Background: The management of TB is difficult due to the resistance developed
by Mycobacterium tuberculosis against anti-tubercular drugs causes the new
challenges for treating and managing the disease.
Objective: The objective of the study was to combat multiple drug resistance (MDR)
exhibited by mycobacterium species by synthesizing Dual Drug Conjugate nanoparticle
(DDC) using Isoniazid (INH) and Moxifloxacin (MOXI).
Method: The reaction was nucleophilic substitution using hydrolysable linkers like
Chloroacetyl chloride (CAC) & Succinyl chloride (SCL). The drugs were covalently
linked as INH-CAC-MOXI (DDC-1) and INH-SCL-MOXI (DDC-2). The DDC-1 &
DDC-2 were subjected to hydrolysability tests at different pH solutions. The modified drugs were formulated
into Poly (D, L-Lactic-co-Glycolide) nanoparticles using single emulsion technique. Design
Expert® (version 8.0.1) software was used for designing, and evaluating the prepared formulation by
employing response surface, optimal design of experiment technique.

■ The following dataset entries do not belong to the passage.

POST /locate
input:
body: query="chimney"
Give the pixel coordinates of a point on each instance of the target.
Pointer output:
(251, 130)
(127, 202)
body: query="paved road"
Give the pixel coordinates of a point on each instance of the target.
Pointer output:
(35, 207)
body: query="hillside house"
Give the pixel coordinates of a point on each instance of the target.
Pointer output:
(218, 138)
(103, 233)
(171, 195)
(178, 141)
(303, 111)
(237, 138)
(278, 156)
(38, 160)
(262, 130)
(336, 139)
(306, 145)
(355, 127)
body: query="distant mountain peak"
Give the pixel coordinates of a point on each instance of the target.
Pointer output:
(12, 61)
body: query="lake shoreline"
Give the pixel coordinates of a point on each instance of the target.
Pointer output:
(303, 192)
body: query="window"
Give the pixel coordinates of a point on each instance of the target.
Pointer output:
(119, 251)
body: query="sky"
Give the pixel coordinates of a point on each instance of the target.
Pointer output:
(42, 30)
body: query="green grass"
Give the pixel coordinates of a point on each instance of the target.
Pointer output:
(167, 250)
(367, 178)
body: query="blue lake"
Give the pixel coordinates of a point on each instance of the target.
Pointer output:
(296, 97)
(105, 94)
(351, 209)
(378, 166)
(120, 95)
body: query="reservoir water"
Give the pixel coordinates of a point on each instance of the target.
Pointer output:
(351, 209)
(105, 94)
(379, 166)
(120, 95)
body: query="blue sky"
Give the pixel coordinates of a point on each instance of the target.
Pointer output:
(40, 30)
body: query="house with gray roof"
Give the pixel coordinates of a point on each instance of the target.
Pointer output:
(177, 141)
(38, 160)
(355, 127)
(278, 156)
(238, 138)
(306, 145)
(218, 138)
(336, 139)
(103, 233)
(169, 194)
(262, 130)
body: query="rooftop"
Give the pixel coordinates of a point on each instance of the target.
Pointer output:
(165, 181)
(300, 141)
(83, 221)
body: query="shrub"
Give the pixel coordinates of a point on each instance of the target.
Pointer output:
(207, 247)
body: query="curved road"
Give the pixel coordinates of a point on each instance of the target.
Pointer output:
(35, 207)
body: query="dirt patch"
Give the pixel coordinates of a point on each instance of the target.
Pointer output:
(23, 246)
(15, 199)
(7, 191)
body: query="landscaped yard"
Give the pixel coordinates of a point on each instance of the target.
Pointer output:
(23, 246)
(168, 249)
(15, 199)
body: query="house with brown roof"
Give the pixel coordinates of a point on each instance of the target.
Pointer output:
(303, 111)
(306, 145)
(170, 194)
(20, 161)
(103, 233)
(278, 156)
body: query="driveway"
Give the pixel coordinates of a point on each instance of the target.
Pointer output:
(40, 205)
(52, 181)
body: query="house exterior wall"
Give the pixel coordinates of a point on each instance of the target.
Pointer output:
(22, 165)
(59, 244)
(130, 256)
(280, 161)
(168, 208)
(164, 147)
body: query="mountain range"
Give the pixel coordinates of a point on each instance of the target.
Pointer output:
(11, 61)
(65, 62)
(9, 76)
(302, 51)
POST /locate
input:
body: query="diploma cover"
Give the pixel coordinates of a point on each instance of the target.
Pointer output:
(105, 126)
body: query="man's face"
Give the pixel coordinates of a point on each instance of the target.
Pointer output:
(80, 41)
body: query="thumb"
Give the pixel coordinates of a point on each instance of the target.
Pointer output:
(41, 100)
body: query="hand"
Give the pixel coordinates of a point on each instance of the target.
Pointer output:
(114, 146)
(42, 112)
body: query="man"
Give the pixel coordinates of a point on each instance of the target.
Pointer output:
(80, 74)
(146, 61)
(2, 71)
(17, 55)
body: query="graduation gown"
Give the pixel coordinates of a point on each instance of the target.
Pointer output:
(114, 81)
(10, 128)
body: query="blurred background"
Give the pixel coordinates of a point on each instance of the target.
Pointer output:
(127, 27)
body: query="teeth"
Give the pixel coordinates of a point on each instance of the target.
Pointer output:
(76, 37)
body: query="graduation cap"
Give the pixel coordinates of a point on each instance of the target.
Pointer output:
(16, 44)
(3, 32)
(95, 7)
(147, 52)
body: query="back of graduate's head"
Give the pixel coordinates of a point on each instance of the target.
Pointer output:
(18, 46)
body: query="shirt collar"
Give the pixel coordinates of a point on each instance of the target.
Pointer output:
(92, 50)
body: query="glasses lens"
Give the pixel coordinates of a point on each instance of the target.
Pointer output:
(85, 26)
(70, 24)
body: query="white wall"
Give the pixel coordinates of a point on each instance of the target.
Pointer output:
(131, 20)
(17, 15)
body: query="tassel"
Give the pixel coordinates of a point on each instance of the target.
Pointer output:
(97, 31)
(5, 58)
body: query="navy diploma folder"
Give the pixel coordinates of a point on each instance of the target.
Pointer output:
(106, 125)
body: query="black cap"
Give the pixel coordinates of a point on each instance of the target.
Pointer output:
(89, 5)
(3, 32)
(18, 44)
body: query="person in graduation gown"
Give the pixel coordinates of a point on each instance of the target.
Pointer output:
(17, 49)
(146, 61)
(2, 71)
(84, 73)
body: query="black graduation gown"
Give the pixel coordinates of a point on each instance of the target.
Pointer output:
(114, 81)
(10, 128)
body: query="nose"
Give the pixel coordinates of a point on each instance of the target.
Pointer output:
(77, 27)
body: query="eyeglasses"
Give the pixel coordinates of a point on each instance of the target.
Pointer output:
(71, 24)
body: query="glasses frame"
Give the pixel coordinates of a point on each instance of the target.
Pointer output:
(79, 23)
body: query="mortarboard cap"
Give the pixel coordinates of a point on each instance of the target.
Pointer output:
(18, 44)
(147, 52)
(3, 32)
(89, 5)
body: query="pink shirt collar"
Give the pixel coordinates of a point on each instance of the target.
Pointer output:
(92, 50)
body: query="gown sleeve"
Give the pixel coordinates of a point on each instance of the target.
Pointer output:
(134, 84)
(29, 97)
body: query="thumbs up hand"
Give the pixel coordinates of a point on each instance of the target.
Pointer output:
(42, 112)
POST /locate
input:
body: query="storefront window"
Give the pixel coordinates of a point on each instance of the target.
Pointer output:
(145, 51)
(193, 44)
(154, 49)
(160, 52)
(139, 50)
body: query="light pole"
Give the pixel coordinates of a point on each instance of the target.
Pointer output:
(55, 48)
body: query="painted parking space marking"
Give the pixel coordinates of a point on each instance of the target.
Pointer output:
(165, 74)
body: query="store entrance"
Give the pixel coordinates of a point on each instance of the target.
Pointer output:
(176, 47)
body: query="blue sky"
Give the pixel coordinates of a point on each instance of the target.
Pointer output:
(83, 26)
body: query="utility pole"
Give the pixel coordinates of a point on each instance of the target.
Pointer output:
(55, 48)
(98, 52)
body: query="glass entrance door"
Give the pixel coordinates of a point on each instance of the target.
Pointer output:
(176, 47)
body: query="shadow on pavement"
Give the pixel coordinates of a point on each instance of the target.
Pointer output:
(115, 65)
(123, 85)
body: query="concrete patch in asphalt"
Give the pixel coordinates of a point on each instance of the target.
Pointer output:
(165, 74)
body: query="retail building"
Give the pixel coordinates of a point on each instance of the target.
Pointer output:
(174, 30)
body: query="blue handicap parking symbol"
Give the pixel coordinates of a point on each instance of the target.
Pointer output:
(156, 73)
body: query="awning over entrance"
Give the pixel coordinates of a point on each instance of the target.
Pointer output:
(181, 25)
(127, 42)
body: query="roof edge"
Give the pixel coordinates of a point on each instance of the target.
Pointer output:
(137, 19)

Result: The prepared nanoparticles were characterized for compatibility studies using Fourier Transform
Infrared Spectroscopy, Nuclear Magnetic Resonance, particle size, size distribution, Zeta potential,
drug entrapment efficiency and Scanning Electron Microscopy. Microbiological studies on pure drug
and the conjugate indicated better activity of conjugate compared to pure drug alone or 1:1 physical
mixture of drug. The nanoparticles were further subjected to drug release studies and accelerated stability
Conclusion: The present study offers a key to the challenge of loading different types of drugs onto the
same drug delivery vehicle with efficient loading capacity, thus enabling better treatment for TB.